In 2010 during President Jakaya Kikwete’s tenure, the Electronics and Postal Communications Act (EPOCA) 2010 was introduced which required all telecom companies to float 25 per cent of their shares. This was introduced to give ordinary Tanzanians an opportunity to own stakes in the companies so as to widen the economy and increase accountability and transparency in the companies.
The telcos vehemently opposed the bill through their umbrella organization, the Mobile Operators Association of Tanzania (MOAT) and sought an audience with the president to consider moving contentious clauses from the bill which were considered detrimental to their operations. The mobile operators argued that the poor performance of the Dar es Salaam Stock Exchange (DSE) would undervalue their companies.
It was not until 2016 during President John Magufuli`s tenure when the bill was amended and the president assented to it and it was enacted into the Electronics and Postal Communications Act (EPOCA) 2016. Clause 79 of the Act reads: “Existing licensee of Network Facilities, Network Services, Application Services or Content Services shall within three years of the commencement of this Act, and in accordance with requirements of the Capital Markets and Securities Act, be required to offer shares to the public and subsequently list on the stock exchange.

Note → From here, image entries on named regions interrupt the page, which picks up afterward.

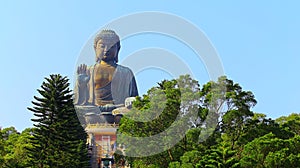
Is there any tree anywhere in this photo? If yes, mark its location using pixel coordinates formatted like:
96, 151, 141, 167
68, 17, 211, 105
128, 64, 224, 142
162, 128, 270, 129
28, 75, 88, 167
240, 133, 300, 167
118, 75, 200, 167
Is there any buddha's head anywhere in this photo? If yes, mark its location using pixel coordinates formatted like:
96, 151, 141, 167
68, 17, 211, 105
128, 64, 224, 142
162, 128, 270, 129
94, 30, 121, 63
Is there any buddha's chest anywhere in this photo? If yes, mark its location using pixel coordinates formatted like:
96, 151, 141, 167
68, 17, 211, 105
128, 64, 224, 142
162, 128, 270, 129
94, 65, 116, 89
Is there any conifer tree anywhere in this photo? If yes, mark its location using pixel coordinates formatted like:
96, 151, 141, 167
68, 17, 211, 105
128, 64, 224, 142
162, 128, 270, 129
28, 74, 88, 168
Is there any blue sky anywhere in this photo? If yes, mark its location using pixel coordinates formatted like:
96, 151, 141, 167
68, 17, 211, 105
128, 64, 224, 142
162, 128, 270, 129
0, 0, 300, 131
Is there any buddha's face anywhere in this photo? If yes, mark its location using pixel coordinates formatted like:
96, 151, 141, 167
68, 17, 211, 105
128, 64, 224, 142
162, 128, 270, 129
95, 39, 119, 62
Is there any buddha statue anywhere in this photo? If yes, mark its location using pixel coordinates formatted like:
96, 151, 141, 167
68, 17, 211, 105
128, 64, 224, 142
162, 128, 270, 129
74, 30, 138, 118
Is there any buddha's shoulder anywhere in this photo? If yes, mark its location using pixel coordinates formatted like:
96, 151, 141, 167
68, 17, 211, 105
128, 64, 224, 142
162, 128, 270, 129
117, 65, 131, 72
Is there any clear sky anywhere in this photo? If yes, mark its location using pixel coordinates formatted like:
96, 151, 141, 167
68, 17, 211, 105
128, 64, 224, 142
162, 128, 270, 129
0, 0, 300, 131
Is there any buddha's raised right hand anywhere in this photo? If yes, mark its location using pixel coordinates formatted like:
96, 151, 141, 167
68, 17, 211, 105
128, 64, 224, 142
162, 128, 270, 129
77, 64, 90, 85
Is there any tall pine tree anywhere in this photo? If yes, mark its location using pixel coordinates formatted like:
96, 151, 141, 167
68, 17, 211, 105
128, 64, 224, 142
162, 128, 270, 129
28, 75, 88, 168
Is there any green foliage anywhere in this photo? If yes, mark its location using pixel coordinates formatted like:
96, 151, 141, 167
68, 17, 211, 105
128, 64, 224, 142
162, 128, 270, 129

Out of the seven mobile phone operators in the country, its one (Vodacom Tanzania) that has successfully managed to issue its stock to the public, with the rest of the companies having failed to float shares due a number of reasons.
Tigo Tanzania, one of the mobile operators in the country was denied permission to float shares due to ownership disputes. The legal dispute arose following an improper filing of shareholder claims by a third party alleging to have acquired shares through proceedings which were quashed by the Court of Appeal last year.
Golden Globe International Services Limited and Quality Group Limited said it owned 99 per cent of MIC Tanzania Limited (the holding company of Tigo Tanzania), after claiming to buy 34,479 shares in 2014. The court however said it had genuine ground to oppose the claims and rendered the share purchase by Golden Globe and Quality Group as null and void. Millicom Group of Sweden was announced as the ultimate owner of 100 per cent of the shares of Tigo Tanzania.
Late last year after settling the ownership dispute, the company converted from a private company to a public limited company known as MIC Tanzania PLC ahead of its long awaited Initial Public Offering (IPO). Tigo Tanzania is the second largest mobile operator in Tanzania with 11 million subscribers and 27.6 per cent market share.
Airtel Tanzania could not issue an IPO because the shareholders, India`s Bharti Airtel (60 per cent) and the government of Tanzania (40 per cent) could not agree on the number of shares each side should offload to the public. Bharti Airtel and the Tanzanian government have had ownership disputes too, with President John Magufuli accusing Bharti Airtel of cheating the Tanzania Telecommunication Company Limited (TTCL) out of shares. The president made the comments in a speech broadcast on television in 2017 and did not give further details, but ordered the finance minister to investigate.
Bharti Airtel said it did not receive any notice or communication from the government, and that the 60 per cent stake acquisition it had made in June 2010 was in full compliance with and following all approvals from the government of Tanzania. However, in January this year the dispute was settled with Bharti Airtel agreeing to sell 9 per cent of its stake to the government of Tanzania thereby dropping its stake from 60 per cent to 51 per cent and the Tanzanian government stake rising from 40 per cent to 49 per cent. Airtel Tanzania is the third largest mobile operator in the country with 10 million subscribers and 27.1 per cent market share.
Halotel Tanzania and Smart Telecom had their prospectus returned by the Capital Markets and Securities Authority (CMSA) due to lack of some regulatory requirements. Halotel Tanzania with 3,799,691 subscriptions and 9.5 per cent market share is a part of the Vietnamese owned Viettel Global Company and had the lowest tariffs on SMS both locally and internationally in 2017. Organizers of the International Business Awards (Steve Awards) 2017 named Viettel Tanzania PLC which trades as Halotel Tanzania, as the fastest growing enterprise in Africa and the Middle East. Smart Telecom is owned by Kenya`s Industrial Promotion Services (IPS) which is a subsidiary of the Aga Khan fund for Economic Development (AKFED).
Vodacom Tanzania PLC was the first and so far the only telecom company in Tanzania to float its shares. In August 2017, Vodacom Tanzania Plc recorded the biggest ever stock market listing raising Tshs.476 billion ($206 million) with its IPO fully subscribed. The company offered 560 million ordinary shares at a unit price of Tshs.850 ($0.3) in the country`s biggest share sale opened from March to July of 2017. The deadline of the IPO was extended twice and foreign investors bought 40 per cent of the floated shares after local buyers failed to take up all the shares on offer. Vodacom Tanzania Plc is the largest mobile operator in the country with 12 million subscribers and 32.2 per cent market share. According to the CMSA, the major reasons for the rejection of the telcos to issue shares to the public were shareholding disputes, lack of transparency, failure to provide information and regulatory technicalities.